Well, the first part I already got, which is the value of the integral equal to 1/6.
However, in the second one, which is to verify the statements, I thought about using the independence of the path. For that, I checked if the field is conservative.
$$\frac{dP}{dy} = \frac{dQ}{dx}$$
But, equality is not satisfied. Implying that I cannot use the independence of the path to verify the claims. I'm wrong? What is the correct way to proceed. Furthermore why the need for the conditions mentioned ($x = y = f (t), 0 \leq t \leq 1, f'(t) > 0, f(0) = 0, f(1) = 1$)?
Thanks in advance!
 A: "Not depending on parametrizations (of one path)" is different from "independent of paths".
The former says that the notion of the line integral using one particular parameterization is well-defined.
The latter is a property of the underlying vector field in the integral.
A: I show the reparametrizazion exercise using some notation on differential forms. Hope to not mess it up too much since I am rusty.

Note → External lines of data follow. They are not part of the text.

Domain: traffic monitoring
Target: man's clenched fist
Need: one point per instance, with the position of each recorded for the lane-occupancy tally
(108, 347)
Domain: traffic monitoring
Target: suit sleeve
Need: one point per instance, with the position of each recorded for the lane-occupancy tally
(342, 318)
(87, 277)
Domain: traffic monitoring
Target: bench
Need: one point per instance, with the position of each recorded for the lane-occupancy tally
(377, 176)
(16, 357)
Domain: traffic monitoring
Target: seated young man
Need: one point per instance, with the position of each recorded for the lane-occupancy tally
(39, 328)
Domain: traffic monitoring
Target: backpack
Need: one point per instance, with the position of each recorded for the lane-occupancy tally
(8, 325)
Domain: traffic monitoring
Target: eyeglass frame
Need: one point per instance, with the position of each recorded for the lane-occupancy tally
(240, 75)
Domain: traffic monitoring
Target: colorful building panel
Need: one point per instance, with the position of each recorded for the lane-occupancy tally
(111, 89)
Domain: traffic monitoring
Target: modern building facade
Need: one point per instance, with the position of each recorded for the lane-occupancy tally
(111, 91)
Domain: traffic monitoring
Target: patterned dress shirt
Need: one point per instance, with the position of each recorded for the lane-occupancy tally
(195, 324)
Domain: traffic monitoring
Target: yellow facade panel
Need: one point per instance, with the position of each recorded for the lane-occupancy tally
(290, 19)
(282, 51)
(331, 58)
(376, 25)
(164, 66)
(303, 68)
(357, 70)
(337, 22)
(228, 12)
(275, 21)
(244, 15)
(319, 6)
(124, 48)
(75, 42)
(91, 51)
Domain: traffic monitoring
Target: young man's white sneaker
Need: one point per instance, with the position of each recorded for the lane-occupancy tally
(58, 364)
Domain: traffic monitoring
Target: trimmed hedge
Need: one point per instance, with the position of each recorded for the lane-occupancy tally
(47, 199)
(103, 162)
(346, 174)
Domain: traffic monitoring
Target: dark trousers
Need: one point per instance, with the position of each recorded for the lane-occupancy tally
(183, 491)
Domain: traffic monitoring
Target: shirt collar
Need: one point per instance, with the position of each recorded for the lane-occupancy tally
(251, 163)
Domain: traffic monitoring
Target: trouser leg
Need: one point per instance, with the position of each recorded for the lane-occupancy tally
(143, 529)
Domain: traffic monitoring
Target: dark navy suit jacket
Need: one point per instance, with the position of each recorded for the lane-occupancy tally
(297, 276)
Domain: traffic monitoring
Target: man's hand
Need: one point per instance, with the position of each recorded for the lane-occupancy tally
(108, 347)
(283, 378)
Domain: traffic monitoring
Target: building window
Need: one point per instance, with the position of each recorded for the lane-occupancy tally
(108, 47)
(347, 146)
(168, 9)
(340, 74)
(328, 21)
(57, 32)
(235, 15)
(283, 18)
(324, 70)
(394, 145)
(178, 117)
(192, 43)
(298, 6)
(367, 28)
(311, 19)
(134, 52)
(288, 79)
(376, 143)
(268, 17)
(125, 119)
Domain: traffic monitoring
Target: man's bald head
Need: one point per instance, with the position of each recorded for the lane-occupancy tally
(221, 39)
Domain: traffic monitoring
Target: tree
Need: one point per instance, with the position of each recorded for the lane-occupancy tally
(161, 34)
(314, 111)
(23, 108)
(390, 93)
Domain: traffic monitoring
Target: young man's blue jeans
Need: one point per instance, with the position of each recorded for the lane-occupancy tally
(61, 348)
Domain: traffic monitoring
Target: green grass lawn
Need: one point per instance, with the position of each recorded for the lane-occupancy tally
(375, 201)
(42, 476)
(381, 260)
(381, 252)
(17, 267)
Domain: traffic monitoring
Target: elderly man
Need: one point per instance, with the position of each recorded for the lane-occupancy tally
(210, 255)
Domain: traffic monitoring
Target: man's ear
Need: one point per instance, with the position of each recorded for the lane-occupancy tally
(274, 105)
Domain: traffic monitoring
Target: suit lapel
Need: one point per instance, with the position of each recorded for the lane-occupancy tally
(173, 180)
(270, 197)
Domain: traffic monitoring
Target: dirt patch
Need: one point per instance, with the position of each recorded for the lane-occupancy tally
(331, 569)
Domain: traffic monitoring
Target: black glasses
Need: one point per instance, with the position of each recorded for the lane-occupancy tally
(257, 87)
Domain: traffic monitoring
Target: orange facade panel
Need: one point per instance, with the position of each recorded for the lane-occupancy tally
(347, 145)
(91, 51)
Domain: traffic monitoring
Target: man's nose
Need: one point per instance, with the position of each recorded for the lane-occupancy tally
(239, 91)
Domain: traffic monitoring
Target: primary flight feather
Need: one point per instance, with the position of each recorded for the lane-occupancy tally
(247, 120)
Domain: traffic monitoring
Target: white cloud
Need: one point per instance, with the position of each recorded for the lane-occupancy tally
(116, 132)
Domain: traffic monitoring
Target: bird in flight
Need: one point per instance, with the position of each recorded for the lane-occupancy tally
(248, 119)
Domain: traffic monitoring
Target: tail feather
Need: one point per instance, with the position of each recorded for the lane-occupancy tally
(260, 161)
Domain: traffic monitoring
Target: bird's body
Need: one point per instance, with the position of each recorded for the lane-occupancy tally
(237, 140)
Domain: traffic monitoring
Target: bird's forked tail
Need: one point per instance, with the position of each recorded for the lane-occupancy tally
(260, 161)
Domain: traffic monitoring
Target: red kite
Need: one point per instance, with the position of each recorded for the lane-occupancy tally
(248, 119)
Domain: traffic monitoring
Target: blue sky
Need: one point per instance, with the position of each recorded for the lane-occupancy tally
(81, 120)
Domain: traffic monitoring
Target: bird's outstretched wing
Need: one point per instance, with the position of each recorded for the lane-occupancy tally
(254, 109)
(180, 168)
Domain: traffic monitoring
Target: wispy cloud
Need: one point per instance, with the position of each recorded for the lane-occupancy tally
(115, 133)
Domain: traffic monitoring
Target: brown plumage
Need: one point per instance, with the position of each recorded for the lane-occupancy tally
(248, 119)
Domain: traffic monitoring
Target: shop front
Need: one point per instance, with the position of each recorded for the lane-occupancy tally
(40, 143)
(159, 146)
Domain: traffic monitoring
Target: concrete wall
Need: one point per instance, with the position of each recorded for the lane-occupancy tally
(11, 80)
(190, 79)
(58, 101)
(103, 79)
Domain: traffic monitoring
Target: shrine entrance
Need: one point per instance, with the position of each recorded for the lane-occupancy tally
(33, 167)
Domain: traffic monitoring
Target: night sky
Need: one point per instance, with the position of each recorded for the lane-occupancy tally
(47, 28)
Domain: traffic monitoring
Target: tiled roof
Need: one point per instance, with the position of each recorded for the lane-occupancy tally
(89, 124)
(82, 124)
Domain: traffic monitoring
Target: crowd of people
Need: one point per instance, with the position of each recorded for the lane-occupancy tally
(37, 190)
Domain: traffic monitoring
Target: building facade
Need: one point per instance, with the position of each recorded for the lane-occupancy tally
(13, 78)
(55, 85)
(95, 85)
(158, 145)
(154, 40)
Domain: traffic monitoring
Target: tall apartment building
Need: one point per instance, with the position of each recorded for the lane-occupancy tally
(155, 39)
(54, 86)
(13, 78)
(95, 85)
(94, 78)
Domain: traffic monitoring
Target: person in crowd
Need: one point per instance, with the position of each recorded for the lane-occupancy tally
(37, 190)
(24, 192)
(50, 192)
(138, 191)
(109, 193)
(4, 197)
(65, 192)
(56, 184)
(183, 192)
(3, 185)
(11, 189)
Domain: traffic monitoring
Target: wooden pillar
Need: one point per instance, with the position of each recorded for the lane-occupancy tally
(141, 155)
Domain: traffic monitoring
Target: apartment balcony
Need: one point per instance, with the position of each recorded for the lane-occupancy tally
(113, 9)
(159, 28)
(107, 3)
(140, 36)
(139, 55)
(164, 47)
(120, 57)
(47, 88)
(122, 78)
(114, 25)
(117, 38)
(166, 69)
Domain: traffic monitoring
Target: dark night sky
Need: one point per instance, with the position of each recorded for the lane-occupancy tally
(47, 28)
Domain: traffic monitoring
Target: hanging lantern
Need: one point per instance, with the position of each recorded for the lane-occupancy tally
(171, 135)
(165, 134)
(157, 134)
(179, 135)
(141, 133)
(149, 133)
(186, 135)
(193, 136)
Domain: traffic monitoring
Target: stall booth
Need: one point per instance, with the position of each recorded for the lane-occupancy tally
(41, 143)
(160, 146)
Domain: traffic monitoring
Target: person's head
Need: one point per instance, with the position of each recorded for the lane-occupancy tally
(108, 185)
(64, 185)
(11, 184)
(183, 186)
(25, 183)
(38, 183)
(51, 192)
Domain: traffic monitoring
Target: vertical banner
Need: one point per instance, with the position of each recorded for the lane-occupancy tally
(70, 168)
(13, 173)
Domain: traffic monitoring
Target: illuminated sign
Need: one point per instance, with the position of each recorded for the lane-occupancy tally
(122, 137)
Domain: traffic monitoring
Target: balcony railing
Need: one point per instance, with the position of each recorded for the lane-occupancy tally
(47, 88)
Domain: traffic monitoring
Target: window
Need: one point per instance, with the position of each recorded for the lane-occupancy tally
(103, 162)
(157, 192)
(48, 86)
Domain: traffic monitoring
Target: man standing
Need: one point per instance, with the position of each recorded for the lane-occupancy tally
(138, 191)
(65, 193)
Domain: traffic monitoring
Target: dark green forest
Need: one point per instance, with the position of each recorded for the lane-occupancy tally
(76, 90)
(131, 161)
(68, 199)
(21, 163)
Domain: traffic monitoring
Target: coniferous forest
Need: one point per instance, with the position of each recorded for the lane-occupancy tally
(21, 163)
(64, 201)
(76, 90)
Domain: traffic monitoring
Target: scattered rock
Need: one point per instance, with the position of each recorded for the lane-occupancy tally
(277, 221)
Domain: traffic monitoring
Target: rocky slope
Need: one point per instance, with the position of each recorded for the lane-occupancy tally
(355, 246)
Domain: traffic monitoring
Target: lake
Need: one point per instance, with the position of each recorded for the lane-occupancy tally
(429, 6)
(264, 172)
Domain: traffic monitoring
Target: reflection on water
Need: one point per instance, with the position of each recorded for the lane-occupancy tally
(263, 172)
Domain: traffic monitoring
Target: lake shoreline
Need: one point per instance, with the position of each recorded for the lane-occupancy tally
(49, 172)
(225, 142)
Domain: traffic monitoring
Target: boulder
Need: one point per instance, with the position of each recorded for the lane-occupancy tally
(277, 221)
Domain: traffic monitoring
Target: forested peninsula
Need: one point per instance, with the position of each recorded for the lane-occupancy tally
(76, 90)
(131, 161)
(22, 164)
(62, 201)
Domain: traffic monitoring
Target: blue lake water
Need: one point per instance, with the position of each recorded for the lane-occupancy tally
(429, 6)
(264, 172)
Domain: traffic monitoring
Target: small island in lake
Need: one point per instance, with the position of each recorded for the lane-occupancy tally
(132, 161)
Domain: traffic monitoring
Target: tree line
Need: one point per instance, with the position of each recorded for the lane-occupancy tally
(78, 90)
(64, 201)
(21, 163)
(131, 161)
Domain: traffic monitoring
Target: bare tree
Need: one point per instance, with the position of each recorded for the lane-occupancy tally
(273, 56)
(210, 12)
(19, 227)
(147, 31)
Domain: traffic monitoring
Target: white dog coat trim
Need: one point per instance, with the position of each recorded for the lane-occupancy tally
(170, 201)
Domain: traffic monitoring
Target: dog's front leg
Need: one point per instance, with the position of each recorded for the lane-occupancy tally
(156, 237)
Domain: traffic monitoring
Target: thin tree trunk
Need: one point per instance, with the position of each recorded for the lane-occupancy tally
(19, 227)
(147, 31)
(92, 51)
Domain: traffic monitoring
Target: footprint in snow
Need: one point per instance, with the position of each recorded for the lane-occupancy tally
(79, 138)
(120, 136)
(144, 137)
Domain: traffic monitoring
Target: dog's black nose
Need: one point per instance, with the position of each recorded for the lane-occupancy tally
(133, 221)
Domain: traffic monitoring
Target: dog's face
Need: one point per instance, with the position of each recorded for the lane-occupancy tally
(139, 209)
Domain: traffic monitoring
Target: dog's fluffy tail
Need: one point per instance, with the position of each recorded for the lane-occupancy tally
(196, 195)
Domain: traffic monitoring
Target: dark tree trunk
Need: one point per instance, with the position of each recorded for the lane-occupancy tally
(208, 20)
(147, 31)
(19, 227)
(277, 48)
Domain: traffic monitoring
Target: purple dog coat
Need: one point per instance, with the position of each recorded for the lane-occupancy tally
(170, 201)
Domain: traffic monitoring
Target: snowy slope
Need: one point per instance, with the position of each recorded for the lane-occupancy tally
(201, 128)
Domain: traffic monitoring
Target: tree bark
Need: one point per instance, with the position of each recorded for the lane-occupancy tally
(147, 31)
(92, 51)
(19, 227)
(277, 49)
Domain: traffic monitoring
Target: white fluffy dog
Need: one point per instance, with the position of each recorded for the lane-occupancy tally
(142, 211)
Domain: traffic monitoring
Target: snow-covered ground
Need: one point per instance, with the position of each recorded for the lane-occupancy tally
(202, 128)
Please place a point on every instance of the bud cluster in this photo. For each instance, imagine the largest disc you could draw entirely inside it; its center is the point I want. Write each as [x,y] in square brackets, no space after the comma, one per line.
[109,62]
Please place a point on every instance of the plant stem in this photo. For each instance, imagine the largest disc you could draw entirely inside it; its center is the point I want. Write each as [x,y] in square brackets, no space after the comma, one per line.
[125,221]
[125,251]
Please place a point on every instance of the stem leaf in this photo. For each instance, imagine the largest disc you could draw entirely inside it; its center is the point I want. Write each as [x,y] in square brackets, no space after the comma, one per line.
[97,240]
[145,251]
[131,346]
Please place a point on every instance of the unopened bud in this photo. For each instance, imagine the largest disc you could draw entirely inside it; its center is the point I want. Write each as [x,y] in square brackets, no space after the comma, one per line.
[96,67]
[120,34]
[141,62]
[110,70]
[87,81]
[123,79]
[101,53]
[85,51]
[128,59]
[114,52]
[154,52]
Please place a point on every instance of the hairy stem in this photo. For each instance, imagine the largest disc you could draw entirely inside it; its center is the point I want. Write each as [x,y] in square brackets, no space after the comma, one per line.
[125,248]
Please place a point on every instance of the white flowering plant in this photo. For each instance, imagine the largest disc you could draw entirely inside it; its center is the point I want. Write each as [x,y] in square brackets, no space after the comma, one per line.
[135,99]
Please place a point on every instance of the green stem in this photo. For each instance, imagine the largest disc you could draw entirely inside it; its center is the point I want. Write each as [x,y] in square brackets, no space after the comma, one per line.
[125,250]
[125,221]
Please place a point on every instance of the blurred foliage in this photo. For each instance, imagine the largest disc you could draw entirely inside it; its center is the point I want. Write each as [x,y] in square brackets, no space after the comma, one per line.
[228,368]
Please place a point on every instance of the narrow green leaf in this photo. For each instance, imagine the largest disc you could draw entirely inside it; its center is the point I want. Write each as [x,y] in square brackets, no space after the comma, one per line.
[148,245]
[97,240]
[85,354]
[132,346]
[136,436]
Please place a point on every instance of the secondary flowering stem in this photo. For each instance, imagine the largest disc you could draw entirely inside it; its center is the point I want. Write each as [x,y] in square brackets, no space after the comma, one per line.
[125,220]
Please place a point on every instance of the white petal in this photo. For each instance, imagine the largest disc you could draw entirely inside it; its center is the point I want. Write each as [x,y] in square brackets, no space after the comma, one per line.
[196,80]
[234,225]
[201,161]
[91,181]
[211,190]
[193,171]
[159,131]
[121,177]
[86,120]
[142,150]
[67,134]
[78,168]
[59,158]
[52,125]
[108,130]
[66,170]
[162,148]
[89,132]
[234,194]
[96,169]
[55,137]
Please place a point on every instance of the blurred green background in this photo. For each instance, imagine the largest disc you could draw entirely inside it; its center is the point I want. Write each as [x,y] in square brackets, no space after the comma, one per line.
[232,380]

So the exercise suggests to take the generic parametrization of the path $\gamma$, defined through $f$ :
$p(t):[0,1]\rightarrow \mathbf{R}^2, p(t)=(f(t),f(t)), p(0)=(0,0),p(1)=(1,1)$
and than apply the definition of the line integral. Calling $z=ydx-x^2dy$ the 1-form on $\mathbf{R}^2$ this leads to:
$\int_{\gamma}z=\int_0^1 z(p(t))[p_*(\partial_x)]dt$
where $ z(f(t))$ is the one form evaluated at $f(t)$ and $p_*(\partial_x)$ is the pushforward of the tangent field in [0,1]. $z(x)[v]$ is the value of the differential form at $x$ applied to the tangent vector $v$.
Explicitely:
$z(p(t))=f(t)dx-f(t)^2dy$
$p_*(\partial_x)=f'(t)\partial_x+f'(t)\partial_y$
So putting together:
$\int_{\gamma}z=\int_0^1f(t)f'(t)-f(t)^2f'(t)dt$
And now we can change variables : $y=f'(t)$, so that:
$\int_{\gamma}z=\int_0^1 y-y^2 dy=1/6$
You may want to apply the same calculations using a different notation according to the one you are studying right now.